The first generation were her parents who came in the early seventies from, if I’m not mistaken, Agasanahalli, in Karnataka. The illiterate but hardworking father was quickly employed as a cleaner in our newly founded transportation company, while the mother was absorbed to assist in the household chores. With time Durgamma’s father slowly progressed from being a cleaner to a well established driver, while the third generation carved a niche as sub contractors. From a rugged Mallappa of the sixties to a more suave and sophisticated Suresh with a graduate degree in the new millennium they had indeed come a long way. The third generation can converse not just in fluent Konkani but English as well and run an enterprise. Would a more Goan surname from the present ‘Harijan’ one make them any more Goan than that they already are?
As I stood wondering, Durgamma gently pulled me and held me close and the decades of absence between us evaporated. I could almost breathe in her fresh sweat as the moisture from her cheeks clung to mine. She held me afront to gaze at me, and I realised it was not sweat rather the tears that flowed from her aged eyes. She looked haggard and worn out. When our eyes met, it was meeting of two souls, class, caste and other societal construct erased and she pulled me into her arms as she use to when I was a kid. The initial temptation to clean off the moisture from my cheeks was crushed. The two of us stood there suspended in time, while my mother watched benevolently.
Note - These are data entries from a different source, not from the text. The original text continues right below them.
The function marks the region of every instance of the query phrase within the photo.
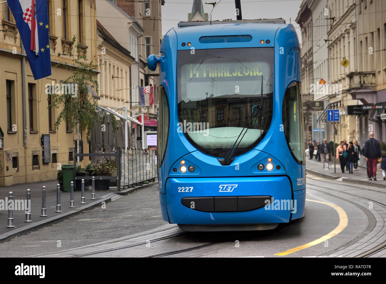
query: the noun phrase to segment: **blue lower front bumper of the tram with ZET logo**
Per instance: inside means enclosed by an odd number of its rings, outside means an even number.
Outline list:
[[[174,224],[288,223],[302,200],[292,200],[286,176],[169,178],[165,199]],[[303,206],[304,207],[304,206]]]

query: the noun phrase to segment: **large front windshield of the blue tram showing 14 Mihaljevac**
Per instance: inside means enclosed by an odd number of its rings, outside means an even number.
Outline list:
[[[271,124],[273,58],[273,48],[179,50],[178,132],[218,158],[236,140],[233,156],[255,147]]]

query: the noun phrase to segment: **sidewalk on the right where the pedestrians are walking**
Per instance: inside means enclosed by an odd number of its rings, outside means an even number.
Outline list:
[[[367,168],[360,167],[358,165],[358,170],[353,173],[349,173],[345,170],[342,173],[340,169],[339,160],[336,161],[336,173],[334,173],[334,159],[331,158],[329,162],[328,170],[325,170],[322,162],[317,162],[314,159],[309,160],[309,156],[306,156],[306,172],[307,176],[318,175],[325,177],[327,179],[340,179],[344,182],[351,182],[354,184],[362,184],[362,185],[372,185],[376,187],[381,187],[386,189],[386,180],[383,180],[382,170],[378,169],[377,171],[377,180],[368,180],[367,179]]]

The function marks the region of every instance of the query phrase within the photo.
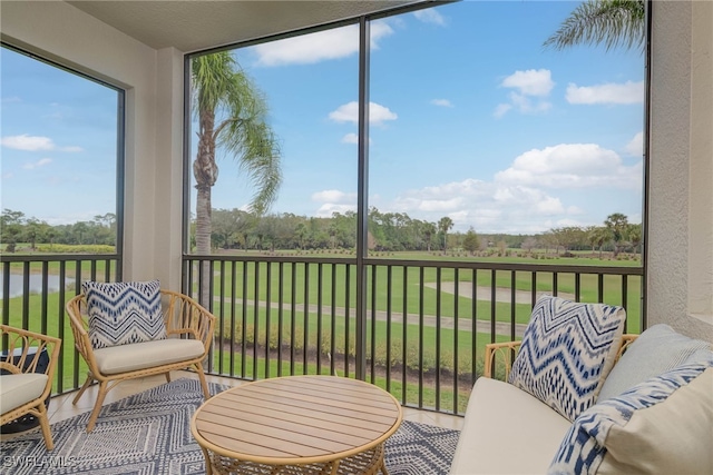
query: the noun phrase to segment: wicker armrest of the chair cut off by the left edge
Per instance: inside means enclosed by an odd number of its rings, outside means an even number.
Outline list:
[[[45,370],[41,372],[47,375],[47,386],[42,393],[42,398],[47,397],[55,383],[55,368],[59,360],[59,349],[62,340],[9,325],[0,325],[0,335],[3,343],[0,369],[11,374],[39,373],[37,369],[42,352],[47,352],[49,360]]]

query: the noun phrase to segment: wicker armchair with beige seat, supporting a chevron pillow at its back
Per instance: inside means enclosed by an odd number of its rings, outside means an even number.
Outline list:
[[[169,372],[193,366],[205,398],[211,397],[202,362],[211,349],[216,318],[186,295],[170,290],[160,290],[160,294],[166,339],[101,349],[92,348],[89,339],[85,296],[80,294],[67,303],[75,347],[89,366],[87,380],[72,404],[77,404],[95,380],[99,383],[97,400],[87,423],[88,433],[95,427],[107,393],[126,379],[165,374],[166,380],[170,382]]]

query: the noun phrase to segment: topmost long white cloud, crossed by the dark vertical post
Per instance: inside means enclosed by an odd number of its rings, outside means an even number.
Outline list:
[[[371,48],[379,49],[379,40],[393,33],[384,21],[371,23]],[[313,65],[320,61],[345,58],[359,51],[359,26],[318,31],[254,47],[257,65],[272,67],[284,65]]]

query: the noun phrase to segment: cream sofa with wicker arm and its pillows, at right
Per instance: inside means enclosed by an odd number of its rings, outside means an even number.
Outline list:
[[[476,382],[452,475],[713,473],[711,344],[655,325],[638,338],[616,328],[604,348],[607,338],[579,331],[606,311],[546,296],[521,342],[488,346],[486,376],[505,380]],[[598,359],[582,339],[604,349]],[[592,390],[563,396],[577,372]]]

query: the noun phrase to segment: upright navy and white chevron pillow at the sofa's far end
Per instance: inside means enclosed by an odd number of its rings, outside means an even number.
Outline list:
[[[614,366],[625,319],[622,307],[543,295],[508,383],[574,420],[596,403]]]

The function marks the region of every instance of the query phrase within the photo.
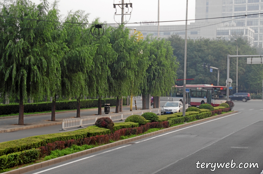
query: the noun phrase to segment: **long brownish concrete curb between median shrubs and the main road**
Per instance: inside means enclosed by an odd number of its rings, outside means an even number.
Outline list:
[[[106,144],[106,145],[103,145],[103,146],[94,147],[92,149],[84,150],[84,151],[81,151],[81,152],[76,152],[74,154],[69,154],[69,155],[65,155],[65,156],[62,156],[62,157],[55,158],[55,159],[50,159],[48,161],[43,161],[41,163],[36,163],[36,164],[32,164],[32,165],[29,165],[29,166],[26,166],[26,167],[21,167],[21,168],[15,169],[15,170],[4,172],[2,174],[20,174],[20,173],[29,172],[29,171],[36,170],[36,169],[39,169],[39,168],[42,168],[42,167],[47,167],[47,166],[50,166],[50,165],[53,165],[53,164],[56,164],[56,163],[60,163],[60,162],[63,162],[63,161],[69,160],[69,159],[74,159],[74,158],[77,158],[77,157],[80,157],[80,156],[91,154],[93,152],[97,152],[97,151],[100,151],[100,150],[105,150],[105,149],[108,149],[108,148],[111,148],[111,147],[114,147],[114,146],[119,146],[119,145],[126,144],[126,143],[129,143],[129,142],[132,142],[132,141],[136,141],[136,140],[147,138],[147,137],[150,137],[150,136],[153,136],[153,135],[157,135],[157,134],[160,134],[160,133],[165,133],[165,132],[168,132],[168,131],[171,131],[171,130],[174,130],[174,129],[178,129],[178,128],[182,128],[182,127],[186,127],[186,126],[191,126],[191,125],[196,124],[196,123],[204,122],[204,121],[207,121],[207,120],[213,120],[215,118],[223,117],[223,116],[226,116],[226,115],[231,115],[231,114],[234,114],[234,113],[237,113],[237,112],[238,111],[233,111],[233,112],[226,113],[226,114],[216,115],[216,116],[213,116],[213,117],[209,117],[209,118],[205,118],[205,119],[202,119],[202,120],[193,121],[193,122],[186,123],[186,124],[181,124],[181,125],[174,126],[174,127],[171,127],[171,128],[162,129],[162,130],[159,130],[159,131],[156,131],[156,132],[147,133],[147,134],[140,135],[140,136],[133,137],[133,138],[129,138],[129,139],[126,139],[126,140],[116,141],[114,143],[110,143],[110,144]]]

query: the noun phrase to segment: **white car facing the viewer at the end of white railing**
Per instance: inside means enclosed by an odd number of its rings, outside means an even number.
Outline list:
[[[185,105],[185,109],[188,108],[188,104]],[[169,115],[177,112],[183,112],[183,103],[182,102],[166,102],[162,106],[161,115]]]

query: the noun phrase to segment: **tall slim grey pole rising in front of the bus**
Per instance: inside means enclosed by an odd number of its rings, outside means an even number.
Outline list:
[[[186,53],[187,53],[187,12],[188,0],[186,0],[186,20],[185,20],[185,45],[184,45],[184,73],[183,73],[183,116],[185,116],[185,102],[186,102]]]

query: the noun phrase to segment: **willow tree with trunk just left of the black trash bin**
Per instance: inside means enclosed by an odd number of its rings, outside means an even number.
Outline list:
[[[97,23],[98,19],[92,23]],[[110,31],[106,27],[105,34],[98,41],[91,41],[96,46],[96,53],[93,57],[93,64],[88,73],[88,91],[92,97],[98,97],[98,115],[101,115],[101,98],[108,94],[109,85],[107,82],[110,76],[109,64],[116,58],[117,54],[110,44]],[[90,36],[92,37],[92,36]]]

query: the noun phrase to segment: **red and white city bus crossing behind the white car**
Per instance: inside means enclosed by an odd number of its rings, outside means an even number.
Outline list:
[[[226,102],[226,86],[186,85],[186,88],[190,89],[186,93],[186,103],[191,106],[208,103],[216,107]],[[183,102],[183,86],[174,86],[171,100]]]

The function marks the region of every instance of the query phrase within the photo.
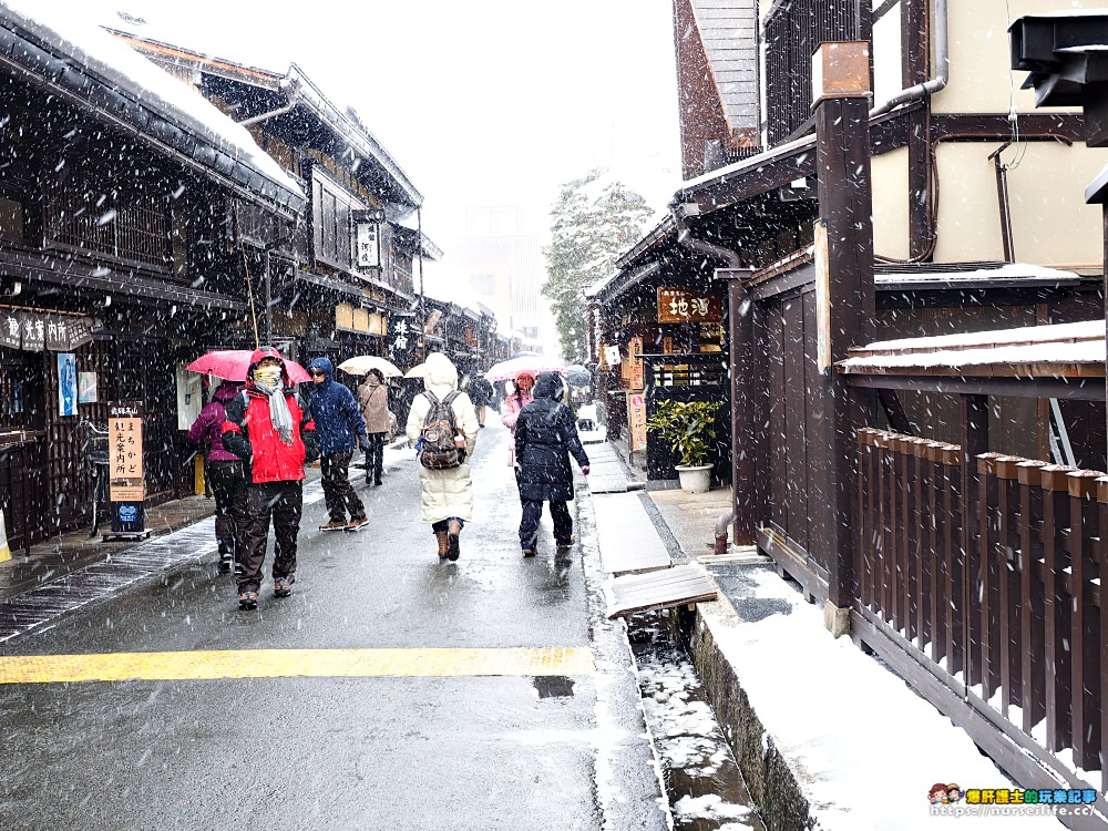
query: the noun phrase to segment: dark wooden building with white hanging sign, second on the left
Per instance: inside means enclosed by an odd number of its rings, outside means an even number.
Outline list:
[[[261,70],[188,44],[114,33],[249,130],[310,195],[305,222],[284,237],[256,213],[239,217],[246,259],[266,298],[261,339],[304,360],[387,356],[390,327],[401,318],[410,324],[419,305],[422,260],[442,253],[409,227],[419,226],[423,196],[358,114],[339,110],[296,64]],[[391,356],[403,368],[422,353],[421,328],[413,351]],[[230,337],[253,342],[254,332]]]

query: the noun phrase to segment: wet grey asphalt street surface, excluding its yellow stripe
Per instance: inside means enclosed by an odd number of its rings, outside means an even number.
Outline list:
[[[3,655],[587,647],[595,674],[0,686],[0,827],[666,828],[630,656],[603,619],[587,491],[568,564],[548,516],[523,560],[506,442],[481,431],[458,563],[437,557],[414,459],[397,452],[384,486],[358,484],[371,524],[357,534],[317,532],[326,511],[306,490],[293,597],[267,584],[239,612],[205,555]]]

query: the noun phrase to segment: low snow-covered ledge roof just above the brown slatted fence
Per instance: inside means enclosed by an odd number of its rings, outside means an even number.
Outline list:
[[[1105,321],[882,340],[838,363],[855,375],[1102,377]]]

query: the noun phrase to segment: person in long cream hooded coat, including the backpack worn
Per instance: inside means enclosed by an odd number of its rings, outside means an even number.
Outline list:
[[[473,516],[469,460],[478,441],[478,417],[458,388],[458,370],[442,352],[422,366],[424,391],[408,411],[408,439],[419,458],[420,516],[430,523],[440,560],[458,560],[459,535]]]

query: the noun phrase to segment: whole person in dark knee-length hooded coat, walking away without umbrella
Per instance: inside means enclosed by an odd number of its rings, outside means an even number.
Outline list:
[[[551,503],[554,542],[560,548],[573,545],[573,520],[566,502],[573,499],[573,469],[570,455],[581,472],[588,475],[588,456],[581,447],[577,427],[570,408],[557,399],[564,392],[562,379],[543,372],[535,381],[535,400],[520,411],[515,422],[515,463],[520,468],[520,545],[523,556],[534,556],[538,547],[538,521],[543,502]]]

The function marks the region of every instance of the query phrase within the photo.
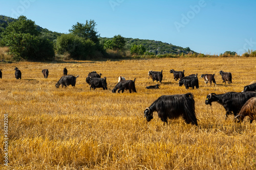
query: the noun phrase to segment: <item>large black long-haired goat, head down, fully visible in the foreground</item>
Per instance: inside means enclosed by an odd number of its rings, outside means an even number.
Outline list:
[[[192,93],[160,96],[150,107],[145,109],[144,117],[147,122],[153,119],[154,111],[166,124],[168,124],[167,118],[175,119],[182,116],[187,124],[198,126]]]

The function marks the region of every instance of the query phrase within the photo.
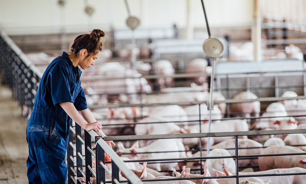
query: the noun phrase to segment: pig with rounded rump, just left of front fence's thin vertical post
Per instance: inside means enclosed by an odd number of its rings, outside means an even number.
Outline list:
[[[215,148],[211,150],[208,155],[208,157],[214,157],[214,156],[231,156],[230,153],[223,148]],[[226,158],[226,159],[206,159],[205,167],[208,167],[208,170],[211,174],[211,176],[216,176],[213,169],[216,170],[222,170],[224,167],[228,168],[229,171],[234,172],[235,171],[235,161],[233,158]]]

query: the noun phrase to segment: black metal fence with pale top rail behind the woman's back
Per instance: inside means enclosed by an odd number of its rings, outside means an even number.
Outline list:
[[[0,48],[2,82],[12,90],[13,97],[22,107],[23,115],[27,116],[32,111],[42,72],[3,31],[0,34]]]

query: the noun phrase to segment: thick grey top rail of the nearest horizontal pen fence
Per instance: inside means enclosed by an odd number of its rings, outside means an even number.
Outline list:
[[[182,133],[182,134],[159,134],[159,135],[133,135],[133,136],[106,136],[104,140],[150,140],[150,139],[175,139],[195,137],[226,137],[226,136],[258,136],[275,134],[306,133],[306,129],[293,130],[256,130],[242,132],[210,132],[210,133]]]

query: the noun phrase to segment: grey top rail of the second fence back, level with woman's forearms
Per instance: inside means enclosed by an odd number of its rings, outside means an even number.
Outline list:
[[[214,104],[218,103],[243,103],[243,102],[276,102],[281,100],[299,100],[306,99],[306,96],[297,97],[261,97],[256,99],[226,99],[216,100]],[[198,105],[198,104],[209,104],[209,100],[206,101],[194,101],[194,102],[175,102],[175,103],[151,103],[151,104],[107,104],[107,105],[91,105],[88,106],[90,109],[100,108],[116,108],[116,107],[150,107],[150,106],[162,106],[162,105]]]

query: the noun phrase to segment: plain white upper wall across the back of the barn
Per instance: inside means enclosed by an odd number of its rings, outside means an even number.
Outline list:
[[[205,27],[200,0],[191,1],[192,22]],[[66,0],[63,10],[58,0],[0,0],[0,25],[8,34],[54,33],[65,26],[68,32],[126,28],[128,17],[124,0],[88,0],[95,12],[89,18],[84,0]],[[186,26],[187,0],[128,0],[131,14],[141,26],[179,28]],[[253,0],[204,0],[211,26],[246,25],[252,22]],[[63,13],[64,12],[64,13]]]

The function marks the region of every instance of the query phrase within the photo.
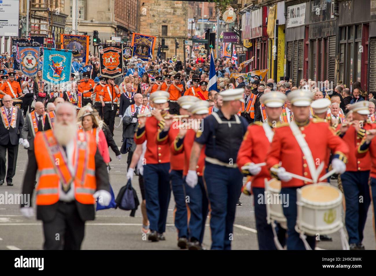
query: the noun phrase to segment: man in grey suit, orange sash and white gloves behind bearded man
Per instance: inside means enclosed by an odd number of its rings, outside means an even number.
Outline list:
[[[41,120],[44,119],[44,106],[42,102],[35,103],[35,110],[29,113],[25,118],[22,127],[21,138],[22,145],[27,149],[28,164],[23,180],[23,187],[35,187],[35,175],[37,164],[34,154],[34,137],[41,130]]]

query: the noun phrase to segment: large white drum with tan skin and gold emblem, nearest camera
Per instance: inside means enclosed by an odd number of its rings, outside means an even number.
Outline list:
[[[327,183],[297,189],[297,228],[308,235],[337,232],[342,223],[342,193]]]

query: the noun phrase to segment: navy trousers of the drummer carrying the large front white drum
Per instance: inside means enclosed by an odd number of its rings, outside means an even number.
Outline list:
[[[288,207],[283,207],[283,213],[287,219],[287,250],[305,250],[304,243],[299,237],[299,233],[295,231],[296,218],[297,218],[297,205],[296,205],[296,189],[299,187],[282,188],[282,196],[288,194]],[[315,237],[307,236],[307,242],[312,250],[315,249]]]

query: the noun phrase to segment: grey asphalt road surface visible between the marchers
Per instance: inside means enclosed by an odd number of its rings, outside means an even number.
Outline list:
[[[115,124],[119,124],[119,118],[116,118]],[[115,129],[114,140],[121,146],[121,126]],[[119,161],[115,158],[114,152],[110,149],[110,182],[115,196],[120,188],[126,184],[126,160],[127,156],[122,155]],[[13,179],[14,186],[0,186],[0,196],[9,193],[21,193],[21,186],[24,177],[24,171],[27,165],[27,151],[20,147],[18,149],[17,172]],[[139,192],[138,176],[133,177],[133,187]],[[336,185],[335,182],[332,182]],[[243,206],[237,207],[235,217],[232,249],[249,250],[258,249],[257,231],[255,225],[255,216],[253,208],[253,197],[241,195],[240,201]],[[35,195],[33,195],[33,206],[35,206]],[[165,241],[152,243],[147,240],[141,232],[142,216],[141,209],[138,208],[135,217],[130,217],[130,211],[120,209],[100,210],[97,212],[96,219],[86,223],[85,239],[82,249],[168,249],[180,250],[177,247],[177,231],[174,226],[174,197],[171,194],[170,205],[168,208],[167,226],[165,232]],[[363,244],[366,249],[375,249],[375,235],[373,230],[373,212],[368,212],[367,222],[364,231]],[[342,249],[339,232],[330,235],[333,241],[320,241],[316,244],[316,249]],[[38,250],[42,249],[43,230],[41,221],[36,219],[26,219],[19,211],[19,205],[2,204],[0,202],[0,249],[1,250]],[[205,237],[203,246],[210,249],[211,237],[209,227],[209,217],[206,220]]]

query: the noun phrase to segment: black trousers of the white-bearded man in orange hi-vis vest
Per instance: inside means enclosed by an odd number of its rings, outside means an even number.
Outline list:
[[[44,250],[80,250],[85,235],[76,203],[58,202],[55,218],[43,222]]]

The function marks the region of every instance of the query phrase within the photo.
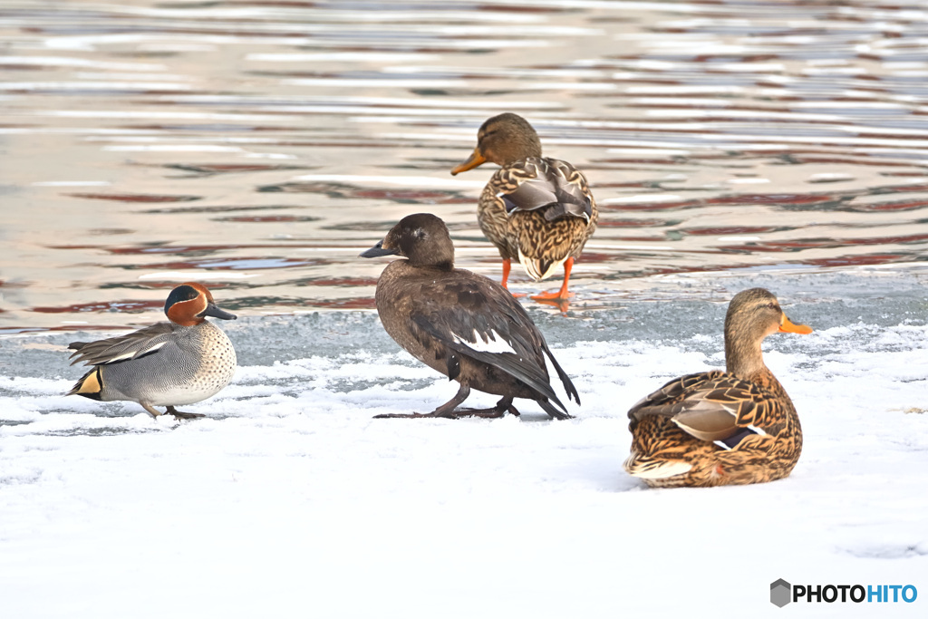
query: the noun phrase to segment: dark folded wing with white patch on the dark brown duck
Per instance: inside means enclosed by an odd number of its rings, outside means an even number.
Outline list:
[[[507,290],[485,277],[437,280],[413,303],[410,319],[412,336],[426,348],[437,340],[447,351],[445,363],[449,379],[460,372],[458,355],[499,368],[532,388],[539,397],[550,400],[556,417],[567,415],[566,407],[550,386],[545,356],[563,383],[568,398],[579,404],[574,383],[551,354],[541,331]],[[492,285],[491,285],[492,284]],[[497,290],[498,289],[498,290]],[[441,303],[452,299],[455,303]],[[543,407],[544,404],[542,404]],[[545,407],[548,410],[548,407]],[[551,410],[548,410],[550,413]]]

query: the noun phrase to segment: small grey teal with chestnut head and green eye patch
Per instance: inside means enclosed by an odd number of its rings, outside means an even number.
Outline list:
[[[220,309],[213,294],[194,282],[171,290],[164,302],[171,322],[159,322],[127,335],[97,342],[71,342],[71,365],[93,366],[68,392],[92,400],[126,400],[142,405],[153,417],[167,406],[175,419],[203,417],[174,408],[195,404],[219,393],[236,369],[235,348],[226,333],[206,316],[235,320]]]

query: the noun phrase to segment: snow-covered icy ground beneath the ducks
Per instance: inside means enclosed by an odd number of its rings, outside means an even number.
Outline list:
[[[926,276],[703,274],[568,317],[529,305],[583,399],[560,422],[525,401],[522,419],[371,419],[456,386],[370,312],[224,323],[238,374],[183,423],[63,397],[75,333],[7,337],[0,615],[925,616]],[[728,298],[754,285],[816,329],[765,346],[802,419],[798,466],[645,488],[621,469],[625,411],[722,366]],[[778,578],[919,598],[780,609]]]

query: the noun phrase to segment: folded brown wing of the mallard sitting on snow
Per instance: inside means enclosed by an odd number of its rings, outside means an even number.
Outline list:
[[[766,434],[761,425],[777,417],[778,401],[760,385],[714,370],[671,380],[628,411],[633,426],[649,415],[670,418],[702,441],[737,445],[748,434]]]

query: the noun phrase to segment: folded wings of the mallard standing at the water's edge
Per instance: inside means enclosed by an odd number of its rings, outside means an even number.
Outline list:
[[[529,157],[500,171],[497,196],[506,214],[516,211],[545,211],[545,219],[582,217],[588,223],[593,202],[584,175],[567,161]]]

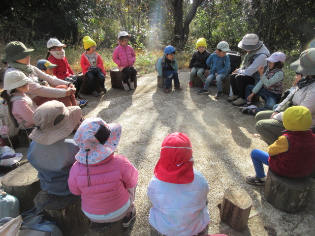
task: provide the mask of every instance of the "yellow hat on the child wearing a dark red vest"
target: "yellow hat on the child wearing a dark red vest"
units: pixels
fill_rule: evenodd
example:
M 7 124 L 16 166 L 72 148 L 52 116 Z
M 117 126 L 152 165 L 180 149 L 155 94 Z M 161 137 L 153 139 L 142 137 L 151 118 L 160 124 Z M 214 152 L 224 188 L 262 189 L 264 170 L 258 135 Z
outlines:
M 311 127 L 312 114 L 303 106 L 289 107 L 282 117 L 284 128 L 289 131 L 306 131 Z

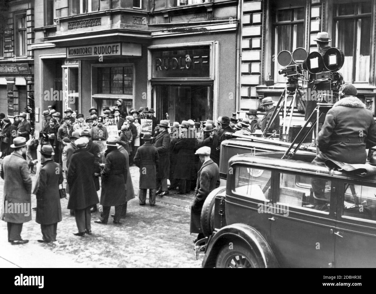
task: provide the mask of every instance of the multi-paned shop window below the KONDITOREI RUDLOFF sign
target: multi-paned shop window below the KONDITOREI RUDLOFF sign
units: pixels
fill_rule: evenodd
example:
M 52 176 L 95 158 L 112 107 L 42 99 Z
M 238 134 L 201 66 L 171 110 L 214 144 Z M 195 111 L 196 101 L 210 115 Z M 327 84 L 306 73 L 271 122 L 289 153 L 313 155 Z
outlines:
M 133 67 L 99 67 L 97 93 L 133 94 Z

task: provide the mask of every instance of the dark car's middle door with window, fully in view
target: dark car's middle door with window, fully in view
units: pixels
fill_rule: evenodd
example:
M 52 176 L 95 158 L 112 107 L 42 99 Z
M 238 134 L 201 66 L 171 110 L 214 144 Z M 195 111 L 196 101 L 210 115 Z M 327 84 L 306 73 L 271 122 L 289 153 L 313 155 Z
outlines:
M 280 172 L 270 214 L 272 250 L 281 267 L 332 267 L 334 187 L 328 176 Z M 314 199 L 317 182 L 321 198 Z M 312 188 L 313 187 L 313 188 Z M 316 191 L 316 192 L 315 192 Z M 318 197 L 317 197 L 318 198 Z M 279 208 L 279 209 L 278 209 Z

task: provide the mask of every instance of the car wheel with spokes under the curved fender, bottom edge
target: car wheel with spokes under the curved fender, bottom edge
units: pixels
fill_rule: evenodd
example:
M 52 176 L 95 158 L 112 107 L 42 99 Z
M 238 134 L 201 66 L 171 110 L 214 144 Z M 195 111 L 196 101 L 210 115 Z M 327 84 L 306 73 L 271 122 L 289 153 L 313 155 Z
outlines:
M 216 268 L 261 268 L 261 264 L 249 247 L 242 244 L 223 246 L 217 256 Z

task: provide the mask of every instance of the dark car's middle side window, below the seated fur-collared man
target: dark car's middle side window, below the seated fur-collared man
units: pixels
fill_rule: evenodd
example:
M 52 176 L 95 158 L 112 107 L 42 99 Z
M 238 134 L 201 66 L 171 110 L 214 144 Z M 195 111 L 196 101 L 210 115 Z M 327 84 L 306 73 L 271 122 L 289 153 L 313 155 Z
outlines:
M 280 173 L 277 203 L 329 214 L 331 181 Z

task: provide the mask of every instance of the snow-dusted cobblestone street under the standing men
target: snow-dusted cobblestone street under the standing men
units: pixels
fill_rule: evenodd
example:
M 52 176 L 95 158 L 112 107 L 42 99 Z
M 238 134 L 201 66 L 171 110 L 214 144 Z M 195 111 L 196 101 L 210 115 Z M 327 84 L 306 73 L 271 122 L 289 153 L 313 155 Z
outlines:
M 131 167 L 135 193 L 138 193 L 138 168 Z M 35 181 L 35 175 L 32 175 Z M 0 199 L 3 199 L 3 180 L 0 179 Z M 98 191 L 100 196 L 100 191 Z M 3 200 L 2 200 L 3 201 Z M 92 235 L 76 237 L 74 217 L 62 199 L 62 222 L 58 223 L 58 241 L 38 243 L 40 225 L 33 220 L 24 223 L 22 238 L 29 243 L 11 246 L 7 242 L 5 222 L 0 222 L 0 267 L 200 267 L 202 256 L 196 260 L 190 235 L 188 208 L 157 202 L 150 207 L 138 205 L 138 198 L 128 203 L 127 217 L 114 225 L 94 223 L 99 212 L 91 214 Z M 32 195 L 32 207 L 36 207 Z M 112 207 L 111 213 L 114 213 Z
Durgamma, lowered herself on the ground and mumbled. She looked at me, she had my attention and though I could comprehend her pain, yet I failed to make sense of the words that were emitted between her sobs. I lowered myself and touched her gently on her shoulders. It was cancer, liver cancer she blurted. I sat uncertain as to what to do next, when the maid came with piping hot tea and idlis. I was thankful my mom had stepped in and permitted me to wriggle out of a very emotional situation.
Post tea, Durgamma had taken a good hold over herself and her sentiments. She asked rather cheerfully if I recalled how she had helped with my wedding preparations. I nodded sheepishly. She was always there for us, in our good and not so good moments that life threw at us and I was truly indebted to her and her families.